User can submit a ray APP(a py file or a jar file) to ray cluster. User can submit job from either command line or the http portal. A http portal will be set up(run on gcs?) for user submitting APP, view APP status, cancel or re-submit an APP. User can assign priority for an APP(The max priority of a user and max resource usage for a user is managed by the cluster master). Scheduling module will schedule the task created by the APP by the priority and resource constrict. User can also use custom policy for the scheduling. Almost all the APP API are transparent to user, except the submit command line.

Batch API is used for manage the objects created in the batch scope. Batch scope can also set a timeout to do better task management(to avoid deadlock, the feature is also important for realtime scenario). The batch scope can be implemented by the with(python) and try(java). The resources allocated in the batch scope will be evicted out of scope except user make it visible manually.

istoica commented 6 years ago

@eric-jj Sounds good. Can you please create the PRDs for job submit and batch? To make it easy, I made two copies of the previous Jobs PRD document (please feel free to modify them so that each of them contains only the relevant information):

I'd be happy to take a pass once you are done. Please let me know.

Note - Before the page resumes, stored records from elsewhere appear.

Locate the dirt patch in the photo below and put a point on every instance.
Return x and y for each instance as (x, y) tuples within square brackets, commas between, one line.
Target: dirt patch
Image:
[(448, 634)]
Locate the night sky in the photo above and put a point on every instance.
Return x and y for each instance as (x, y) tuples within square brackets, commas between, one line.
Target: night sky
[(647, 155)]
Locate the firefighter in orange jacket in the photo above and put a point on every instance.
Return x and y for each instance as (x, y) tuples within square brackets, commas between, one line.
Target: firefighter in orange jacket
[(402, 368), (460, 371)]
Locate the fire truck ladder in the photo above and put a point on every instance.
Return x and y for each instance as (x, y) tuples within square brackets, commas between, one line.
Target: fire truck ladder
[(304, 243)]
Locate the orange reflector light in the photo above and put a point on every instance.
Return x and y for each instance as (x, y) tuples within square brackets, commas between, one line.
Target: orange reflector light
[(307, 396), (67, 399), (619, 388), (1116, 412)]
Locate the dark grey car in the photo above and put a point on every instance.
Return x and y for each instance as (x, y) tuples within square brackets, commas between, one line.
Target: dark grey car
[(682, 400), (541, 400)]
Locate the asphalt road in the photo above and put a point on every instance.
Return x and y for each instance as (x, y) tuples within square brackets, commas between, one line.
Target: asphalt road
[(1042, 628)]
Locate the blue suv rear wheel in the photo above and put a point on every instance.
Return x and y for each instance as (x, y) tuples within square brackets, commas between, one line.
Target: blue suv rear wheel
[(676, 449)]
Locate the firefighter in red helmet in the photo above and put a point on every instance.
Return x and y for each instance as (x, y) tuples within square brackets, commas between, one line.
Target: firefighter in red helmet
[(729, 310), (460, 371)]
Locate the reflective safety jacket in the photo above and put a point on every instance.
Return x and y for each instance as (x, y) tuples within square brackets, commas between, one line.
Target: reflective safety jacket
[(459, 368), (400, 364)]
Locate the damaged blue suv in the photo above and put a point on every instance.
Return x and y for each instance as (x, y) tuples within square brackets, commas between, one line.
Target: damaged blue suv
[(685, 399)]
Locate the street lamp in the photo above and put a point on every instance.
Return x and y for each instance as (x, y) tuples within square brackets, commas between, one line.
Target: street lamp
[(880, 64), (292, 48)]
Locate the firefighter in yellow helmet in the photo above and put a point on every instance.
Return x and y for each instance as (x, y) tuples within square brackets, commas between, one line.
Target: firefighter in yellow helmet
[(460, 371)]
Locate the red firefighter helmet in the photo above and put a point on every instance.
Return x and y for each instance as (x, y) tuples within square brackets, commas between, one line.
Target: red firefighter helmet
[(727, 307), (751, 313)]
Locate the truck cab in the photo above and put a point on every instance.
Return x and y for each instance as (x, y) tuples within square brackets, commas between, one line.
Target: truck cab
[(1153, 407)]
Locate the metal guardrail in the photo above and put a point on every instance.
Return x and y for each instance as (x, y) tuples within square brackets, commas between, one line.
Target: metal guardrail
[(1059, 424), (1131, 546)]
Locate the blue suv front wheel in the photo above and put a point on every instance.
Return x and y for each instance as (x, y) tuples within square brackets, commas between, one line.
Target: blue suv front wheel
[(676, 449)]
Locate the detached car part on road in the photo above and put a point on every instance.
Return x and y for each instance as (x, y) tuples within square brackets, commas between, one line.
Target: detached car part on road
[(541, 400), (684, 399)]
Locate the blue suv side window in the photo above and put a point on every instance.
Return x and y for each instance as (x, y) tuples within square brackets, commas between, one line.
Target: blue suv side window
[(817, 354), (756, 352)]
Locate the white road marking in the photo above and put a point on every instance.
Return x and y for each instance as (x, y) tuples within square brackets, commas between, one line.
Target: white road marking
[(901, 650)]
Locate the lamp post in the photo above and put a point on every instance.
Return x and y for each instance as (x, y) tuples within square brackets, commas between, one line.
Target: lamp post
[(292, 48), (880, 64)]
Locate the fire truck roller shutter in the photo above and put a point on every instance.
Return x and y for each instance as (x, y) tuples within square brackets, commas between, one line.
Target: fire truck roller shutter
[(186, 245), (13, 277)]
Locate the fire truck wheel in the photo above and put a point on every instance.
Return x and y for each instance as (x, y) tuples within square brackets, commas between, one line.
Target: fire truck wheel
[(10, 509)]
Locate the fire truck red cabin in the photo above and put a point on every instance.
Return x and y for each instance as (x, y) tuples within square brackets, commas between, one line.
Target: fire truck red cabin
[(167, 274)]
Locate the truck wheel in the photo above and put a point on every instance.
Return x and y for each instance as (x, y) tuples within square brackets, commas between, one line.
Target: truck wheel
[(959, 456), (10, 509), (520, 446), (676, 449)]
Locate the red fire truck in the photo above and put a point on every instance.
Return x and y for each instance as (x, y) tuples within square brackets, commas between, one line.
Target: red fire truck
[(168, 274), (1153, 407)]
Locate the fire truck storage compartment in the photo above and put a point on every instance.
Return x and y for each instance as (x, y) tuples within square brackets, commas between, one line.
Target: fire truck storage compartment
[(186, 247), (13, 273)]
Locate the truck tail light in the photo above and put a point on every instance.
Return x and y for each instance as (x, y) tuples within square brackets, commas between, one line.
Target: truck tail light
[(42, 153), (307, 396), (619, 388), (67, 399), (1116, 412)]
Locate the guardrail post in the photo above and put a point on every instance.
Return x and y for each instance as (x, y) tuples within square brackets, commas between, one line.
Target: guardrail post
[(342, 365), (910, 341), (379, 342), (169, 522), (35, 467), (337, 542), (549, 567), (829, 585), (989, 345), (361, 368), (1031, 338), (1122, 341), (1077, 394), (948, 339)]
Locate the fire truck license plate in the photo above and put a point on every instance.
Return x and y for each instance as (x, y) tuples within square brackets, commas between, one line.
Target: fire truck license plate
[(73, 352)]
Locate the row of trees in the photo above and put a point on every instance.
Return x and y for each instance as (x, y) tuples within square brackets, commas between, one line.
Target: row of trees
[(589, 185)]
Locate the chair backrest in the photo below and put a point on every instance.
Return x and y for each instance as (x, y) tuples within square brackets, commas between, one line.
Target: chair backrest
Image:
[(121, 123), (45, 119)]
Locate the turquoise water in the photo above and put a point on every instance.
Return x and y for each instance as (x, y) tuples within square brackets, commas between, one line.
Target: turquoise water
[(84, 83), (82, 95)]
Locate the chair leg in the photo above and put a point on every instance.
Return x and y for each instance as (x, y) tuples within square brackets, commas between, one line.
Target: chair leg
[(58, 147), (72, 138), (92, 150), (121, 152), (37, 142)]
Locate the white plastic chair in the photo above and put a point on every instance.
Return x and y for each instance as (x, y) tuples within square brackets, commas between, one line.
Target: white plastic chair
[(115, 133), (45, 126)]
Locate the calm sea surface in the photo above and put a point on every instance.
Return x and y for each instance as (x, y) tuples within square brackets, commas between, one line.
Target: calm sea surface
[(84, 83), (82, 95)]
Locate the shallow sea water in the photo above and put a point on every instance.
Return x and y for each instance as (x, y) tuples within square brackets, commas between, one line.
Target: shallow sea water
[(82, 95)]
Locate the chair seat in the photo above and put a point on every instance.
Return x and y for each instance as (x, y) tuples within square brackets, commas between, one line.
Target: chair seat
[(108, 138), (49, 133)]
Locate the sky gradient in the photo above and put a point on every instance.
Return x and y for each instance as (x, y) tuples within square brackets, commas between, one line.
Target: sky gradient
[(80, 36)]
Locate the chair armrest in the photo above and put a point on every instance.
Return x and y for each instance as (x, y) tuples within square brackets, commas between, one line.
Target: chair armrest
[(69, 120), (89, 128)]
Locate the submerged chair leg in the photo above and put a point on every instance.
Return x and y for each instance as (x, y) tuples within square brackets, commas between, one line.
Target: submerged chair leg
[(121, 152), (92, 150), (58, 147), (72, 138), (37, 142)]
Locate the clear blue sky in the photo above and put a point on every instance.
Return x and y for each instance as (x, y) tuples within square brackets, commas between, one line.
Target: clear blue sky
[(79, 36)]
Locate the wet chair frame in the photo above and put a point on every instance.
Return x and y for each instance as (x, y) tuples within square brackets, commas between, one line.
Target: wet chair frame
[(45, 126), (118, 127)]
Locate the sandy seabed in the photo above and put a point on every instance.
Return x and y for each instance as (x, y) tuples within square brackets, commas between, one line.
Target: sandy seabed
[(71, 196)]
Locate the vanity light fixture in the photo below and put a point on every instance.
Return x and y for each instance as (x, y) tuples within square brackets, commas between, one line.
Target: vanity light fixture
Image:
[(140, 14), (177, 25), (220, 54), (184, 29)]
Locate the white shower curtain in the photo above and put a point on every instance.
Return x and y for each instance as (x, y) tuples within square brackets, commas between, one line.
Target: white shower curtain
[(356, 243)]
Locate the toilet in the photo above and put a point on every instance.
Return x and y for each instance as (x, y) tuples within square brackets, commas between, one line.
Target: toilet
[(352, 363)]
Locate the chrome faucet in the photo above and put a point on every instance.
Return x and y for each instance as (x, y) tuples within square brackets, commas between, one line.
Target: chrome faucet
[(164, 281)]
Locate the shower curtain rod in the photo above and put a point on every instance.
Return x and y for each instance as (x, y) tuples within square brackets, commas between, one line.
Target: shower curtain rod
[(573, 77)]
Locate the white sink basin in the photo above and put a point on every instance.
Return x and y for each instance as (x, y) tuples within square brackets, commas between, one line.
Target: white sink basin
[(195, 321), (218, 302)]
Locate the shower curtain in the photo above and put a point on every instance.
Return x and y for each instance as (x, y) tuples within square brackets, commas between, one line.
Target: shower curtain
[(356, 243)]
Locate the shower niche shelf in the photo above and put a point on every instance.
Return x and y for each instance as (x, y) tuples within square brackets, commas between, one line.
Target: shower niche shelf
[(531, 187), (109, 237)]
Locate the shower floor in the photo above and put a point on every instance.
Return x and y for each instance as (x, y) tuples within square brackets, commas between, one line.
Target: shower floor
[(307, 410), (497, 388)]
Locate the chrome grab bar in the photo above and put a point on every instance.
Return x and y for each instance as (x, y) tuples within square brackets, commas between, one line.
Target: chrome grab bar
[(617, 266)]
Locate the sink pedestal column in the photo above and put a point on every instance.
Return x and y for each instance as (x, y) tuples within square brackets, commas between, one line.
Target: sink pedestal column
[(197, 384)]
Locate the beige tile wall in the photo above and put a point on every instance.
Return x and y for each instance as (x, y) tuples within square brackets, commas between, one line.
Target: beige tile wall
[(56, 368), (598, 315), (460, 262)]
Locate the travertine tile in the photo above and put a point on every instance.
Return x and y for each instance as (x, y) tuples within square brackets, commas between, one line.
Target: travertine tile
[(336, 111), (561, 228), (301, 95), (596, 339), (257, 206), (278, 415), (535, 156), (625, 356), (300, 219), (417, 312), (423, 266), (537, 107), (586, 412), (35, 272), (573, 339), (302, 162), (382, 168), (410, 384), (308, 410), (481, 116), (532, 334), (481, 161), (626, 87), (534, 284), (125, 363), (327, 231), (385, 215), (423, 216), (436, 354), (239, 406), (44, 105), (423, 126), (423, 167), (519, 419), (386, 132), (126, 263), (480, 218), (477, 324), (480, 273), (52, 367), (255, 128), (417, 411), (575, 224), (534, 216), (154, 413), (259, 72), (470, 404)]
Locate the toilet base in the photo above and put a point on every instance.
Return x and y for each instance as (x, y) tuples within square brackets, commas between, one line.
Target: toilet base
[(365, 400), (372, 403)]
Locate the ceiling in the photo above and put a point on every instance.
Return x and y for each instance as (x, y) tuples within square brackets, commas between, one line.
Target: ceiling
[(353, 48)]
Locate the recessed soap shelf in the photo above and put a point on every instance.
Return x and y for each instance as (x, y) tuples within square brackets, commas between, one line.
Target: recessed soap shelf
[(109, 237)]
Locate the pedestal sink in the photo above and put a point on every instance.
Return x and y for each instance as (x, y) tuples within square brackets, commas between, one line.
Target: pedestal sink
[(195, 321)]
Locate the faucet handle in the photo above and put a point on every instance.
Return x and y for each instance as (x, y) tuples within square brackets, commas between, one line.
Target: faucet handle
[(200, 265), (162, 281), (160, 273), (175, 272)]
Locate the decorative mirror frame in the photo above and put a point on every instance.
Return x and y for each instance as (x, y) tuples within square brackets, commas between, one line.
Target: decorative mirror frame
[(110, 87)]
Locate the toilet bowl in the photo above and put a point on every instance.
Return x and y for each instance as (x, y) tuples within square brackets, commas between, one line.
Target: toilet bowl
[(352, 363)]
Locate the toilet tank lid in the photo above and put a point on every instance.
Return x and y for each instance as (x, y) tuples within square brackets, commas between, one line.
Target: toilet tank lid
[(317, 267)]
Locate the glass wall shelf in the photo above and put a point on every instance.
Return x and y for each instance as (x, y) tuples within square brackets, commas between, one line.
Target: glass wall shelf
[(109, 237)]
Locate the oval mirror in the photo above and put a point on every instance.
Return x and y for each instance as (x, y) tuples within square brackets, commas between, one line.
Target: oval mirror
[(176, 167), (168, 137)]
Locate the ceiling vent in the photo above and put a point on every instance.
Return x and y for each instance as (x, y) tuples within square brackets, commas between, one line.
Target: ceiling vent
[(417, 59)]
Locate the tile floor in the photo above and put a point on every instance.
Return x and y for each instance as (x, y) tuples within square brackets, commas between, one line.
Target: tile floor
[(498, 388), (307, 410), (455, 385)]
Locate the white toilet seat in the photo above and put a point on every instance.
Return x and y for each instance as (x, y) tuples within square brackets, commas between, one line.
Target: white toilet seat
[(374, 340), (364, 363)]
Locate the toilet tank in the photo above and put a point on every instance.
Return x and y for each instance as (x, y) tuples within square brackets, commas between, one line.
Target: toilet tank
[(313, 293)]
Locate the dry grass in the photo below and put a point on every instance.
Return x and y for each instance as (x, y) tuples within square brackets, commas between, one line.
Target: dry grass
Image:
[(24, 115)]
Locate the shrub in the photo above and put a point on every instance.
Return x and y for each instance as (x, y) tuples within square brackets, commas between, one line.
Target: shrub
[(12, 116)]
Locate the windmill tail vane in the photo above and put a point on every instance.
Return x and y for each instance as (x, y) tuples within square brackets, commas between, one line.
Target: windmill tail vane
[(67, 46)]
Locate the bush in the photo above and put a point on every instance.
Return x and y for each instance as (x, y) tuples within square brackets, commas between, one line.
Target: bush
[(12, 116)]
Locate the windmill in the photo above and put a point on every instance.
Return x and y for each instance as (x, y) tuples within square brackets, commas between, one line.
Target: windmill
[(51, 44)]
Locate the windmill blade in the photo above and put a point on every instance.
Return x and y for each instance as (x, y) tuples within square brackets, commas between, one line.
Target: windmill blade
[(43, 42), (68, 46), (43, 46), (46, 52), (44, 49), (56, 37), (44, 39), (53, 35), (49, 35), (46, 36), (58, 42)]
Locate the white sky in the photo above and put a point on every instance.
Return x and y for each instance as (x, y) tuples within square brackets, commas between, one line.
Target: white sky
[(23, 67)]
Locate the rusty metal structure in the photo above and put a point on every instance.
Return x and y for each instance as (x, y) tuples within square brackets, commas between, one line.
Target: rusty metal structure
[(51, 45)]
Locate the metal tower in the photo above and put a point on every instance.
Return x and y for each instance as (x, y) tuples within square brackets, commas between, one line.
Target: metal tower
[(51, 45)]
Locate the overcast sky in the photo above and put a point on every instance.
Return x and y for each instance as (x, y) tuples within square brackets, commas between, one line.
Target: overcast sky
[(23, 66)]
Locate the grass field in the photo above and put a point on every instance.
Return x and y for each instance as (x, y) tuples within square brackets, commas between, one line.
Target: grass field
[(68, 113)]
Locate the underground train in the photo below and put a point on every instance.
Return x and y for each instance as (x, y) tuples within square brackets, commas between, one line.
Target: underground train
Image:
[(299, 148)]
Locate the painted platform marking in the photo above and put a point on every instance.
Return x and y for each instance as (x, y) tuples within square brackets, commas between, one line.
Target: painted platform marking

Also, when we get to the implementation, it would be great for the resource management and scheduling for batches and jobs to share the same mechanisms/implementation or to build on top of each other. Thanks.

eric-jj commented 6 years ago

@istoica The Batch PRD is almost done. For the Job submit PRD, we are still working with the AI team, we expect to finalize it on early next week.

istoica commented 6 years ago

@eric-jj the batch PRD looks really good. Just left a few comments. (Sorry, what is you google e-mail address?)

eric-jj commented 6 years ago

@istoica have replied your comments and my gmail address is eric.jj@gamil.com

istoica commented 6 years ago

Thanks, @eric-jj. I added a few more comments.